Ora la parola prossimità è sostituita dal termine “vicinanza” che dal punto di vista operativo, rispetto al passato4, non ammette interpretazioni essendo stata collegata alle distanze D (distanze di sicurezza da parti attive di linee elettriche e d’impianti elettrici non protette o non sufficientemente protette) fissate nella nuova tabella 1 dell’Allegato IX, del tutto uguale alla precedente.
Ma l’aspetto essenziale è costituito dalla precisazione che dette distanze sono da applicare nel caso di lavori non elettrici5 per i quali la norma Cei 11-27 si limita a fornire prescrizioni di carattere generale senza fissare distanze di sicurezza.
È solo precisato, infatti, che per gli impianti costruiti rispettando le distanze di vincolo previste dalla norma (Cei 11-1) sussiste per definizione la protezione contro i contatti diretti in caso di semplice presenza di persone.
Pertanto, in tali impianti, le attività che comportino solo l’uso di attrezzi di dimensioni contenute e non prevedano elevazioni dal suolo non richiedono sorveglianza, purché il personale sia stato adeguatamente reso edotto dei comportamenti da tenere.
Se invece, in presenza di un impianto realizzato a giorno, l’esecuzione del lavoro non elettrico prevede operazioni non al suolo o mediante l’ausilio di macchine, materiali, attrezzature, di dimensioni non riconducibili ai normali utensili da lavoro, le parti attive poste alle distanze da terra stabilite dall’appena detta norma non possono più essere considerate protette o completamente protette per cui occorre rispettare le distanze fissate nella tabella 1 dell’Allegato IX. Tali distanze devono essere intese fra le parti attive non protette e le posizioni più vicine ad esse assunte dalle macchine, dai materiali, dalle attrezzature e da quant’altro sia movimentato.
Nella figura 1 è schematizzata la situazione normativa dei lavori in prossimità/vicinanza di parti attive.
I dubbi maggiori restano sulla concreta definizione di lavori non elettrici in presenza di rischio elettrico in relazione alle modalità operative con cui questo è svolto.
Si può arrivare al paradosso della figura 2, dove se il trasformatore viene rimosso a mano da operatori al suolo l’intervento è da considerare un lavoro non elettrico per il quale è applicabile la norma Cei 11-27 ossia con il semplice rispetto della distanza di prossimità, nel caso di specie m 1,20.
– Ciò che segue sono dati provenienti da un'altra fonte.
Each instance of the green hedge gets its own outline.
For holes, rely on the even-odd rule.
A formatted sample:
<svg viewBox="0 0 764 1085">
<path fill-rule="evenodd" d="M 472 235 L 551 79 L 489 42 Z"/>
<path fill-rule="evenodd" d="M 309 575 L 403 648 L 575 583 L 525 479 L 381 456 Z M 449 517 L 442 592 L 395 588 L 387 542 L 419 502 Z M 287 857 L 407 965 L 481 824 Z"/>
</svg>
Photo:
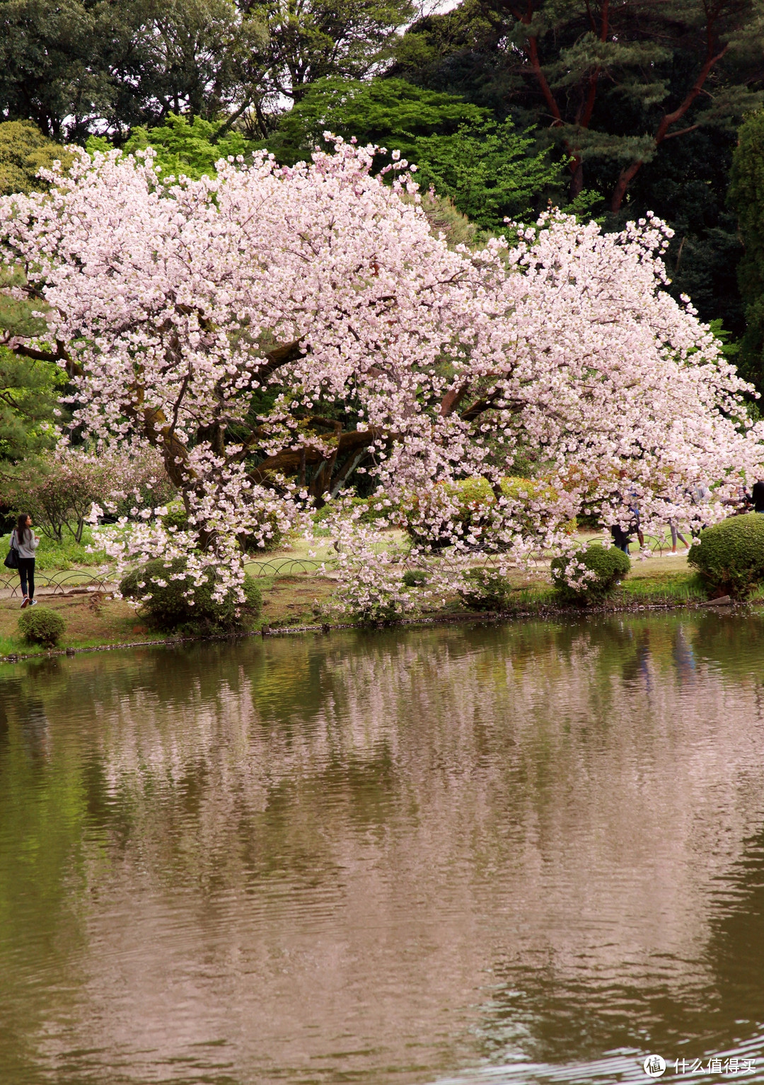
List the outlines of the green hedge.
<svg viewBox="0 0 764 1085">
<path fill-rule="evenodd" d="M 746 599 L 764 580 L 764 515 L 749 512 L 705 527 L 688 561 L 709 595 Z"/>
<path fill-rule="evenodd" d="M 595 544 L 575 557 L 596 575 L 594 579 L 586 580 L 582 590 L 572 588 L 565 580 L 565 570 L 570 559 L 555 558 L 552 562 L 552 583 L 566 602 L 588 603 L 607 598 L 632 567 L 629 554 L 614 546 L 606 549 Z"/>
<path fill-rule="evenodd" d="M 166 630 L 189 625 L 197 629 L 207 627 L 210 631 L 225 631 L 244 627 L 248 618 L 257 617 L 260 613 L 262 597 L 251 576 L 244 578 L 246 603 L 238 607 L 233 600 L 219 603 L 212 599 L 215 577 L 211 571 L 207 572 L 202 585 L 193 586 L 191 597 L 186 598 L 190 582 L 170 578 L 184 569 L 183 558 L 173 559 L 169 565 L 164 558 L 156 558 L 128 573 L 122 578 L 119 590 L 127 599 L 141 599 L 141 611 L 146 621 Z M 153 583 L 157 579 L 164 580 L 166 586 L 159 587 Z M 144 596 L 150 598 L 143 599 Z"/>
<path fill-rule="evenodd" d="M 182 501 L 171 501 L 167 506 L 167 512 L 161 518 L 165 527 L 174 527 L 179 532 L 187 532 L 193 525 L 189 522 L 189 513 Z M 264 539 L 263 546 L 258 546 L 252 535 L 239 535 L 238 545 L 245 553 L 263 553 L 267 550 L 276 550 L 284 541 L 284 532 L 277 527 L 275 513 L 269 513 L 266 522 L 271 534 Z"/>
<path fill-rule="evenodd" d="M 18 633 L 28 644 L 55 648 L 65 631 L 61 614 L 47 607 L 27 607 L 18 617 Z"/>
</svg>

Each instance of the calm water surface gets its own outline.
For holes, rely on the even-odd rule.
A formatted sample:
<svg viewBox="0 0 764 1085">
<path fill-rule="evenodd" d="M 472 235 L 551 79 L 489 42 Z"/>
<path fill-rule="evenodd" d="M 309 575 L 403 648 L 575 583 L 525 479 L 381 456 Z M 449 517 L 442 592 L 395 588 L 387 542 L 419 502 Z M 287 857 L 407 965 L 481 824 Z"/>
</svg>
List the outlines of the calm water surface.
<svg viewBox="0 0 764 1085">
<path fill-rule="evenodd" d="M 2 1085 L 650 1052 L 764 1082 L 764 617 L 0 667 Z"/>
</svg>

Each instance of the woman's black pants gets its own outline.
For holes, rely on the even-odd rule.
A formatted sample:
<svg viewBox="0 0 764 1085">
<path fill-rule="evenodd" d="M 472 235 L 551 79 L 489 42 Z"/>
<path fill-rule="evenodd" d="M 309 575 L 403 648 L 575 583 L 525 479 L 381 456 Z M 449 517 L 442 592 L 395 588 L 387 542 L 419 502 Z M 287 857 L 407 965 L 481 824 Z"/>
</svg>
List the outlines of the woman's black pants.
<svg viewBox="0 0 764 1085">
<path fill-rule="evenodd" d="M 35 598 L 35 559 L 18 559 L 18 575 L 22 578 L 22 595 Z"/>
</svg>

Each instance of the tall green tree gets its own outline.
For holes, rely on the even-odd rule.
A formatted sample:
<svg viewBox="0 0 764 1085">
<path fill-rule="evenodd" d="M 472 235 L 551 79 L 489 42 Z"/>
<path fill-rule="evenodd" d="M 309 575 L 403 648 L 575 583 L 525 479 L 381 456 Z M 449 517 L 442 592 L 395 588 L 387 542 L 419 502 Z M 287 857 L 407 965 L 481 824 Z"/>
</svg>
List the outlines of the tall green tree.
<svg viewBox="0 0 764 1085">
<path fill-rule="evenodd" d="M 752 107 L 763 36 L 763 0 L 468 0 L 414 24 L 397 72 L 456 92 L 471 82 L 476 101 L 546 128 L 571 197 L 592 163 L 609 163 L 618 213 L 668 144 Z"/>
<path fill-rule="evenodd" d="M 729 202 L 738 215 L 743 255 L 738 266 L 746 307 L 740 368 L 764 391 L 764 111 L 740 128 L 733 157 Z"/>
<path fill-rule="evenodd" d="M 294 163 L 323 144 L 326 130 L 399 151 L 417 166 L 423 190 L 432 187 L 488 230 L 503 229 L 505 217 L 525 217 L 559 193 L 559 166 L 510 119 L 496 123 L 485 108 L 403 79 L 322 79 L 267 145 Z"/>
<path fill-rule="evenodd" d="M 61 143 L 42 135 L 30 120 L 7 120 L 0 124 L 0 194 L 40 191 L 47 181 L 39 178 L 40 169 L 50 169 L 59 159 L 66 167 L 72 155 Z"/>
<path fill-rule="evenodd" d="M 412 0 L 239 0 L 268 28 L 268 89 L 299 102 L 320 79 L 363 79 L 385 66 Z"/>
</svg>

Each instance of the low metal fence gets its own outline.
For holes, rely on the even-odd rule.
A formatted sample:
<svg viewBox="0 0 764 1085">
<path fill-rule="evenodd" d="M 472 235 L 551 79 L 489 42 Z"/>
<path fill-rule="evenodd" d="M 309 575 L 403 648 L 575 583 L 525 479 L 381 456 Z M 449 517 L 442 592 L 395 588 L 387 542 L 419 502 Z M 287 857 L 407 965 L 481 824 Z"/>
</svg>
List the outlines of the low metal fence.
<svg viewBox="0 0 764 1085">
<path fill-rule="evenodd" d="M 35 571 L 35 593 L 44 596 L 69 596 L 82 592 L 111 591 L 114 583 L 98 575 L 78 570 L 44 573 Z M 22 588 L 17 572 L 0 574 L 0 598 L 21 599 Z"/>
</svg>

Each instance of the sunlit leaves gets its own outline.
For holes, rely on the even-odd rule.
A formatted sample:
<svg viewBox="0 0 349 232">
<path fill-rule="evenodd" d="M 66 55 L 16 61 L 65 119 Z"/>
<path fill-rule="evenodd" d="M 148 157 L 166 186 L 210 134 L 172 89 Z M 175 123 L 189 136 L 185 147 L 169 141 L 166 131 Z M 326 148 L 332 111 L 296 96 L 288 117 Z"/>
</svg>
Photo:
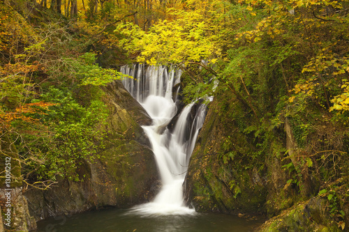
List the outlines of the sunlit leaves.
<svg viewBox="0 0 349 232">
<path fill-rule="evenodd" d="M 126 37 L 121 44 L 131 53 L 140 52 L 138 62 L 178 64 L 221 55 L 219 26 L 212 24 L 209 11 L 170 9 L 168 14 L 175 20 L 159 21 L 147 32 L 132 24 L 119 27 Z"/>
</svg>

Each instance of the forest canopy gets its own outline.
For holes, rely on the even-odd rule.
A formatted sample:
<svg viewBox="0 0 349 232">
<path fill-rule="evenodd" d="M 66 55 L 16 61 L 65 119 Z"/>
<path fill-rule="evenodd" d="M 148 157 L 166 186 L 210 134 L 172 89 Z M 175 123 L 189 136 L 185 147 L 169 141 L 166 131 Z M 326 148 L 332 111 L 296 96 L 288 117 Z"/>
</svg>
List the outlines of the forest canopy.
<svg viewBox="0 0 349 232">
<path fill-rule="evenodd" d="M 348 1 L 7 0 L 0 8 L 0 139 L 16 146 L 27 185 L 81 180 L 77 167 L 98 157 L 109 133 L 100 87 L 135 62 L 182 69 L 186 101 L 214 96 L 222 123 L 244 136 L 227 138 L 223 165 L 239 155 L 252 169 L 276 155 L 304 196 L 314 194 L 310 173 L 321 187 L 348 175 Z M 285 149 L 285 124 L 295 155 Z"/>
</svg>

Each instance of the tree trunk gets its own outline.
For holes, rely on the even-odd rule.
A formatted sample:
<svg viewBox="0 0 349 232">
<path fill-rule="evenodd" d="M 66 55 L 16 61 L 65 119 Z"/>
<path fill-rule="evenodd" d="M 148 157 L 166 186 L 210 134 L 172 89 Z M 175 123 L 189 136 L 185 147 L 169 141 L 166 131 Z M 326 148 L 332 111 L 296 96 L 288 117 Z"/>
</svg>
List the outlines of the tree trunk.
<svg viewBox="0 0 349 232">
<path fill-rule="evenodd" d="M 62 13 L 61 6 L 62 6 L 62 0 L 57 0 L 57 13 L 59 14 Z"/>
<path fill-rule="evenodd" d="M 76 17 L 77 15 L 77 0 L 71 1 L 70 19 Z"/>
<path fill-rule="evenodd" d="M 51 0 L 51 5 L 50 6 L 50 8 L 54 11 L 57 10 L 57 0 Z"/>
</svg>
Quando invece lo stesso trasformatore fosse spostato mediante l’ausilio del braccio di una gru su autocarro, ancorché posizionata all’esterno della cabina, le distanze da osservare dalle parti in tensione diverrebbero quelle fissate dal TU.

4Una terminologia assai simile era usata in passato: “immediate vicinanze” a proposito del divieto del lavoro sotto tensione (vedasi gli abrogati artt. 344 e 345 del dpr n. 547/55).

5Norma Cei 11-27, art. 3.8 - Lavoro elettrico. Ai fini della presente norma per lavoro elettrico si intende un intervento su impianti o apparecchi elettrici con accesso alle parti attive (sotto tensione o fuori tensione) nell’ambito del quale, se non si adottano misure di sicurezza, si è in presenza di rischio elettrico. NOTA 2 - Non sono lavori elettrici quelli di tipo edile, meccanico, agrario, eccetera anche se eseguiti in prossimità di parti attive.